Gannett’s stock price fell almost 30% overnight on Wednesday and has lost more than 57% since the beginning of the year.

Gannett CEO Michael Reed spoke with reporters in a conference call on Thursday, saying the cost-cutting will be “significant and permanent” and will focus “primarily on the print side of our business.”

Reed said the company now does not expect the “near-term pressures to abate in the second half of 2022.” As a result, he said the firm has already begun to move quickly on a cost reduction program.

Many local newspapers operated by the company are already operating with a greatly reduced crew of reporters compared to previous years. Gannett ceased publishing Saturday editions of many of its daily papers earlier this year.

Reed added that the recession and overall economic slowdowns since the COVID-19 pandemic have been felt “most acutely in our legacy print business.” He said that print circulation and advertising have suffered losses even greater than earlier pessimistic projections.
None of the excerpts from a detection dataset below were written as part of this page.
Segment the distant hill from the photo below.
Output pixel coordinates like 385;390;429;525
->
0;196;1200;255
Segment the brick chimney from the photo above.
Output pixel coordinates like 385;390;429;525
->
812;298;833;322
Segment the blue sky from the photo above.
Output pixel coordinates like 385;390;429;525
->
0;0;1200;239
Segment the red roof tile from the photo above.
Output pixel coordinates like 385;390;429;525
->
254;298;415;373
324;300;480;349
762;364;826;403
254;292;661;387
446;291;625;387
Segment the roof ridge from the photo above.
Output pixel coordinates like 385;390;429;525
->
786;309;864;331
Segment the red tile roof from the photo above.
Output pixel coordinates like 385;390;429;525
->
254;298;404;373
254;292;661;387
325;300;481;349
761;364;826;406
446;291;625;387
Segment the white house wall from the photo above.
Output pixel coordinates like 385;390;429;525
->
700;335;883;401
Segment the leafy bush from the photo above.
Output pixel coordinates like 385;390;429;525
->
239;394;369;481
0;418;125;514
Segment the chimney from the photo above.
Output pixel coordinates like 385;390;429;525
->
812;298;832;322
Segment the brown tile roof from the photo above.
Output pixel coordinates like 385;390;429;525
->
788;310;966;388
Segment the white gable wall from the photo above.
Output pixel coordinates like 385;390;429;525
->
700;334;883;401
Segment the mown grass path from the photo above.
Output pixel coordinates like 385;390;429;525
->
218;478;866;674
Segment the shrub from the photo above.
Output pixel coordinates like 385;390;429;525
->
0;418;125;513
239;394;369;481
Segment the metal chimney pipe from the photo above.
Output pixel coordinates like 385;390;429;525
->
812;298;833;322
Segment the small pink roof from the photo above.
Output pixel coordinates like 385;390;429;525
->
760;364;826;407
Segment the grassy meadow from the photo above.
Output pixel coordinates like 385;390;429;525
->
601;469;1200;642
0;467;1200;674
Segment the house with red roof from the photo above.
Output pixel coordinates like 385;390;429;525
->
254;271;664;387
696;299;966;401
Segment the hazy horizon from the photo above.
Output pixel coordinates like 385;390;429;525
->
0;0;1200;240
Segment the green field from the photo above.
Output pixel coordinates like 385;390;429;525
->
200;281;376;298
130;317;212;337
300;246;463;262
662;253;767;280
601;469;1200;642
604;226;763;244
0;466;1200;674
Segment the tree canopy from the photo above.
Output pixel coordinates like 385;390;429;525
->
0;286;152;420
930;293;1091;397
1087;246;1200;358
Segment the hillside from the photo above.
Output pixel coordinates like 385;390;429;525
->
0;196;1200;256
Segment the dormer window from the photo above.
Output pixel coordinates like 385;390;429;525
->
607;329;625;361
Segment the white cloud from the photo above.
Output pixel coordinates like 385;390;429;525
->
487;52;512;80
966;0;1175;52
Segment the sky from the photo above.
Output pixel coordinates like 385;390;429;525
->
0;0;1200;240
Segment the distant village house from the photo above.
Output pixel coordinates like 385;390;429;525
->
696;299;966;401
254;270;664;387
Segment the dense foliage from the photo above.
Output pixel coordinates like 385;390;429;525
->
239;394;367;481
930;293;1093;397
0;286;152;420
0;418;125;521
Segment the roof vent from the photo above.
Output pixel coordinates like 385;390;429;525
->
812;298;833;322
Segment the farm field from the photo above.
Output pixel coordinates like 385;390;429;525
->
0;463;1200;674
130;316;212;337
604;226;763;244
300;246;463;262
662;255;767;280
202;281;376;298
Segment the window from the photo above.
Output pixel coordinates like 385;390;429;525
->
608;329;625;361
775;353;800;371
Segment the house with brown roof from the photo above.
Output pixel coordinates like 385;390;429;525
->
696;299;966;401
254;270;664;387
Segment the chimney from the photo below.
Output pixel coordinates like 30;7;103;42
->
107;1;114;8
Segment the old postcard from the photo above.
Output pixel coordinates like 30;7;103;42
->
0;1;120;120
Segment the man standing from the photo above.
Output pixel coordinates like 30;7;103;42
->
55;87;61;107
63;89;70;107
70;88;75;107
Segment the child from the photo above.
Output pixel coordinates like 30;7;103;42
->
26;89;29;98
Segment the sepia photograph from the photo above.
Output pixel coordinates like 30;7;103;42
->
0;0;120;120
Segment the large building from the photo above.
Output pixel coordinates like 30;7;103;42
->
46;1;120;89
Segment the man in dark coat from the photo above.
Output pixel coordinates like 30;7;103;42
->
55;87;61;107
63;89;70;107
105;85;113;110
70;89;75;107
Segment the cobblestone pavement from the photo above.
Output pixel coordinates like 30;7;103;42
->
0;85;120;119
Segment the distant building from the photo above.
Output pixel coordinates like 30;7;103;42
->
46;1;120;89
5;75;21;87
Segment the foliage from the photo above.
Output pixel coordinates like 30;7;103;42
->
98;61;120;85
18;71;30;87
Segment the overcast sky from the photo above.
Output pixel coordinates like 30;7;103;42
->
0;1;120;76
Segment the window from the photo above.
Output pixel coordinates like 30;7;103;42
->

He also cited labor shortages that are affecting home delivery revenues. The number of previous delivery routes that are now unstaffed have gone up by 267% since 2020. Inflationary pressures on American household budgets have also led to far lower home delivery numbers.

Reed said Gannett still has growth priorities that don’t involve local news reporting, including sports, events, gaming, and crossword puzzles.

New Jersey newspaper union representative Jon Schleuss said that Gannett’s executives are “spending millions on all the wrong things.” He said he believes the solution is to “invest in journalists.” Labor representatives have also criticized the company for spending large amounts on stock repurchases and executive compensation.